Segundo a ANEEL, apenas em agosto foram adicionados 310 MW de capacidade, distribuídos entre nove novas usinas. Renováveis seguem predominantes e representam 84,48% da potência instalada do país
O setor elétrico brasileiro segue em trajetória de expansão robusta em 2025. Dados da Agência Nacional de Energia Elétrica (ANEEL) indicam que, entre janeiro e agosto, a matriz elétrica nacional registrou um crescimento de 4.472,5 megawatts (MW) em potência instalada. O avanço decorreu da entrada em operação comercial de 71 novas usinas, de diferentes fontes, consolidando a diversificação da matriz e reforçando a predominância das fontes renováveis.
Esse crescimento mantém o Brasil entre os países com matriz elétrica mais limpa do mundo. Em 1º de agosto, a potência fiscalizada do sistema chegou a 212.965,5 MW, dos quais 84,48% são provenientes de fontes renováveis — como hídrica, eólica, solar e biomassa.

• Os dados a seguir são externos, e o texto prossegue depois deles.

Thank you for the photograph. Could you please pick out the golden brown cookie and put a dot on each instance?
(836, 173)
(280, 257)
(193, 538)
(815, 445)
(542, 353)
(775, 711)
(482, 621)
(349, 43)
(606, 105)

Resultados de agosto: 310 MW adicionados
Somente no mês de agosto, a expansão foi de 310 MW, provenientes da entrada em operação de nove empreendimentos. O detalhamento mostra o protagonismo das fontes renováveis:
- Cinco usinas eólicas, com capacidade somada de 216 MW;
- Duas pequenas centrais hidrelétricas (PCHs), adicionando 52 MW;
- Uma termelétrica a biomassa, responsável por 40 MW;
- Uma central geradora hidrelétrica (CGH), com 2 MW.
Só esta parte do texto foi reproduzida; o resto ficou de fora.